As electrical loads on the turbine generator vary, these bursts of gas flow must occur for varying lengths of time. In this context it is imperative to know, at any relevant time, whether a solenoid operated valve is in an open or closed state.
These turbine generators could not heretofore be operated at a single optimum speed. Changes in bursts of hydrogen and oxygen could not be made rapidly enough to compensate for variations in electrical load on the generator. Consequently, these turbine generators were operated with a relatively wide range of speeds. A low end of a speed range developed under high load conditions and a high end of the speed range developed under low load conditions.

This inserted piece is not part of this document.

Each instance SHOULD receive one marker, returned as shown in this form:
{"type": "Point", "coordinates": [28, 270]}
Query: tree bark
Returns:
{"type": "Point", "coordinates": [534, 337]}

Operating turbine generators with a wide speed range is inefficient. Such turbines consume an excess amount of fuel. By employing high-speed solenoid valves with improved correlations of action, it would be possible to attain a narrowing of a speed range of these turbine generators and thereby improve their efficiency. But this must be accompanied with an ability to determine the state of a valve at any given time. Such an improvement has heretofore required use of separate position sensors on the valves or high-voltage solenoids to actuate the valves. Use of separate position sensors or high-voltage solenoids are undesirable in the context of a space vehicle because they add weight to a vehicle and, because they contribute to a reduced reliability of the vehicle. Additionally, high voltages may create a corona hazard. In this setting it would is desirable to use current-change discontinuity measurement in a timing system to correlate operation of these valves.
As can be seen, there is a need for simple and accurate method and apparatus for discerning the state of an armature in a high-speed solenoid that is used as an actuator. Such a need for this method and apparatus also includes a need to avoid use of separate armature position sensors.